Quantum of Solace
Time Out says
The thrilling Casino Royale took Bond and gave him weaknesses—he had to learn not to love, not to trust and not to drink from a poisoned glass during a swank round of Texas Hold ’Em. Picking up directly where the last film left off, Quantum of Solace soon reverts to the bland proficiency of the Roger Moore era, circa For Your Eyes Only. In 40 minutes, we get a car chase, a rooftop chase and a speedboat chase but not a single memorable line. (It doesn’t help that the rooftop pursuit, set in scenic Siena, Italy, is so choppily edited, you half expect it to continue in Switzerland.)

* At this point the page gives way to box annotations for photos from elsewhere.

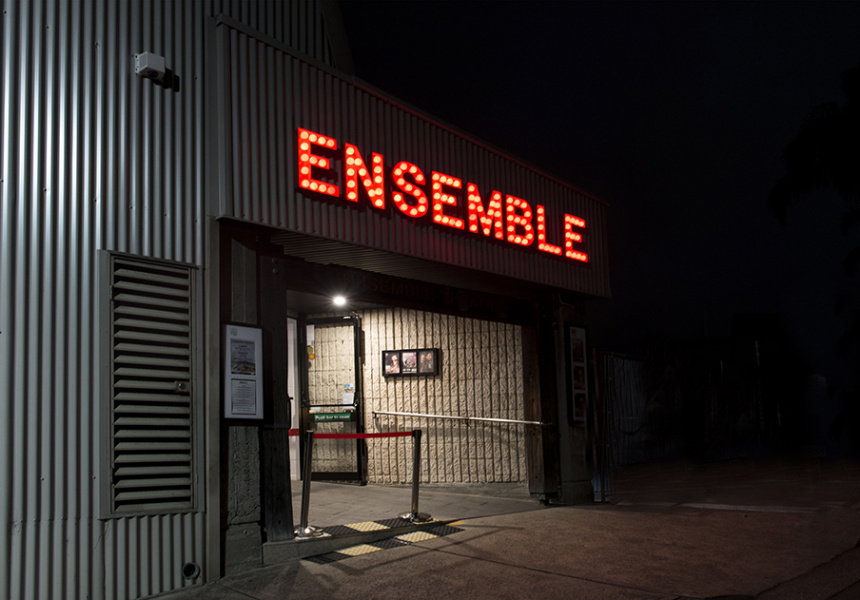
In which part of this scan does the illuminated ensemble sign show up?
[298,128,588,263]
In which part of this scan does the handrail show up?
[373,410,549,425]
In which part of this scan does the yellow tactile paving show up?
[344,521,391,531]
[338,544,382,556]
[394,531,439,544]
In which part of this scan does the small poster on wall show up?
[567,327,588,425]
[382,348,439,377]
[224,325,263,419]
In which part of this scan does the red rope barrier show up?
[314,431,412,440]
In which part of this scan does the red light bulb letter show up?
[391,160,428,217]
[466,183,505,240]
[298,127,340,198]
[344,144,385,208]
[564,214,588,262]
[505,195,535,246]
[535,204,561,256]
[430,171,466,229]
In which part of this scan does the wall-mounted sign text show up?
[298,128,588,263]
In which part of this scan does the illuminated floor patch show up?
[394,531,439,544]
[304,522,463,564]
[338,544,382,556]
[344,521,390,531]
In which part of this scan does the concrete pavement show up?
[158,461,860,600]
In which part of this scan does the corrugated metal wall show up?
[359,308,527,483]
[219,23,609,296]
[0,0,342,600]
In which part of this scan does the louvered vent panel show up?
[111,257,194,513]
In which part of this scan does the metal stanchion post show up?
[400,429,433,523]
[295,431,324,538]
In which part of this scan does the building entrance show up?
[301,314,367,483]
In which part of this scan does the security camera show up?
[134,52,167,83]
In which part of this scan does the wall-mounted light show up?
[134,52,167,83]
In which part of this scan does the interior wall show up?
[359,308,527,483]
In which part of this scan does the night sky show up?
[342,1,860,382]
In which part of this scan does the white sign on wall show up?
[224,325,263,419]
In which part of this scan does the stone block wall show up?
[360,308,527,483]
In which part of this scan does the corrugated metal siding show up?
[359,308,526,483]
[219,23,609,296]
[0,0,340,600]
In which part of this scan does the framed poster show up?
[382,348,439,377]
[567,327,588,425]
[224,325,263,419]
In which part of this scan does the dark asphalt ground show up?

The suspicion that this is a placeholder Bond begins with the generic thwompfest Jack White and Alicia Keys have cooked up for the credits and ends with an epilogue that could have easily followed from Casino Royale. In the interim, Quantum spins its wheels with a bit of intrigue involving a murderous industrialist named Dominic Greene (Amalric, neutered), who uses his environmental organization, Greene Planet, to prop up a Bolivian dictator, a story that echoes various real South American scandals. Quantum marks a milestone of relativism in the Bond universe—“If we refuse to deal with villains, we’d have almost no one left to trade with,” a British official warns M (a superbly seasoned Dench). Meanwhile, the Bond girls—headliner Olga Kurylenko, disposable Gemma Arterton—enter and exit so perfunctorily that 007 seems suaver when dodging a passport hold.
To be fair, Craig is still the best Bond since Connery, and a Man Who Knew Too Much–style set piece at a Vienna opera house momentarily offers the fleetness and wit the rest of the film lacks. Much has been made of the absence of Bond’s signature quips, but there’s something else that’s absent: interest.